The tax, as claimed, is not an ad valorem tax on intangible property proscribed by section 3 of article XVI of the State Constitution. The prohibition arises if imposed "solely because of the ownership or possession thereof". The franchise tax is fixed by measuring what is due as interest or dividend to the depositor which is quite apart from the fact that the banks owned the property from which such interest or dividend flows. Measurement of tax by percentage of interest or dividend is not an evaluation of property and assets owned. The same result was reached in Matter of Guardian Life Ins. Co. of Amer. v. Chapman ( 302 N.Y. 226). There, premium income was the basis for measurement. Premium income is no different from income earned on deposits ( Society of Savings v. Coite, 6 Wall. [73 U.S.] 594; Robinson v. Fidelity Trust Co., 140 Me. 302).
Plaintiff claims noncompliance with section 22 of article III of the State Constitution.
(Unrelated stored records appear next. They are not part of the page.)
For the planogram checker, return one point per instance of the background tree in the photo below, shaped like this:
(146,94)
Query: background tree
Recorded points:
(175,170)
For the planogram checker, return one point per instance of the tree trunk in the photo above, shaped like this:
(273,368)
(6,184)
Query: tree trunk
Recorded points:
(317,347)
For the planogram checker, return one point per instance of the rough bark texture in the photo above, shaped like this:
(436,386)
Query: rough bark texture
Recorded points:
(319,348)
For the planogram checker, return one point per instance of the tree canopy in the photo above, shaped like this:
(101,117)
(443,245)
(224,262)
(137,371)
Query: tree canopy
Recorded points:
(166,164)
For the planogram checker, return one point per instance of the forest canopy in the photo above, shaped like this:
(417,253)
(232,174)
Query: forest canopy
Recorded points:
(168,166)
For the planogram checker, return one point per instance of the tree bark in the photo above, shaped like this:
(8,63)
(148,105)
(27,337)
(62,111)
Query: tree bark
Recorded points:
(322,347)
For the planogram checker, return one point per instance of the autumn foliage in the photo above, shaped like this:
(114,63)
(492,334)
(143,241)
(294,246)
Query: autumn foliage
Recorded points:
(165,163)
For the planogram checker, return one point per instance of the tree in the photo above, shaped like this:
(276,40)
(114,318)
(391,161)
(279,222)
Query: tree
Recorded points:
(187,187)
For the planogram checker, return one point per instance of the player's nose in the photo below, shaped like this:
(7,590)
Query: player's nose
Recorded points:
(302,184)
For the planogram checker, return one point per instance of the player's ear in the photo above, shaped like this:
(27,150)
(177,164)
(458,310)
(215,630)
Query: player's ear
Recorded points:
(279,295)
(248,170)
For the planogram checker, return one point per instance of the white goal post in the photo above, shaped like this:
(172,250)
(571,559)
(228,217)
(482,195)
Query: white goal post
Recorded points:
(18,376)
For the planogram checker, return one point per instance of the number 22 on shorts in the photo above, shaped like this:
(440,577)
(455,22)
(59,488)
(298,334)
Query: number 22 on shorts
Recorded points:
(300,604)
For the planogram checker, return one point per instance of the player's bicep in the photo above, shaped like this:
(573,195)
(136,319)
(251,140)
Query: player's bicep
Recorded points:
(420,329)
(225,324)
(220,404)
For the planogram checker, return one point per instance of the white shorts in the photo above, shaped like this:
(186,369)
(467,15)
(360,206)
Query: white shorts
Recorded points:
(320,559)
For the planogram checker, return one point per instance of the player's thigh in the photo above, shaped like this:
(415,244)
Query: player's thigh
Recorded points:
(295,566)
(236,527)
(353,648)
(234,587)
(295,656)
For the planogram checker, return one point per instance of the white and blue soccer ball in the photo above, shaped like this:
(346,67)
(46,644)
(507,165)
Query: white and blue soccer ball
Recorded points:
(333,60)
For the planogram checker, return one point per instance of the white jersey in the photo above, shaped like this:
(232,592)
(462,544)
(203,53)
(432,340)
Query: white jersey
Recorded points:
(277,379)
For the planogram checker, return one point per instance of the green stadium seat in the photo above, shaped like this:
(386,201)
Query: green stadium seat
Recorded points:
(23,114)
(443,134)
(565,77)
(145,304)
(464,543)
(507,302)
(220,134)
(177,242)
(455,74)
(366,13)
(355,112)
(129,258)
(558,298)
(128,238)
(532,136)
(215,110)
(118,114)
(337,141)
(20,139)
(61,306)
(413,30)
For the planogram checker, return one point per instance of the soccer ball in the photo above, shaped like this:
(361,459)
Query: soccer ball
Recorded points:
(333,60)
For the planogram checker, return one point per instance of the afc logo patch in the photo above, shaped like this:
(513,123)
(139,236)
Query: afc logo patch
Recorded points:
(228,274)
It reads: "Every law which imposes, continues or revives a tax shall distinctly state the tax and the object to which it is to be applied, and it shall not be sufficient to refer to any other law to fix such tax or object."
Reference is made to the title of article 9-B of the Tax Law which reads: "Franchise Tax on State Banks, Trust Companies and Financial Corporations and Tax on Savings and Loan Associations". Subdivision 3 of section 219-q Tax of the Tax Law reads in part:
"1. For the privilege of exercising its franchise in this state in a corporate or organized capacity,
"(a) Every bank and savings and loan association organized under the authority of this state". When read together, it is clear the tax imposed is a franchise tax. What the tax is and upon whom imposed are clearly stated. The same is true as to section R46-12.0 of the Administrative Code. Further, it is enough that the proceeds go into the general fund for public purposes. The constitutional provision, as applicable, has been met. It is not applicable in the case of a tax in the nature of a license. ( Sweeney v. Cannon, 23 A.D.2d 1.)
Defendants request entry of declaratory judgment in their favor. The motion is granted to the extent of directing entry of judgment containing declarations favorable to the defendants.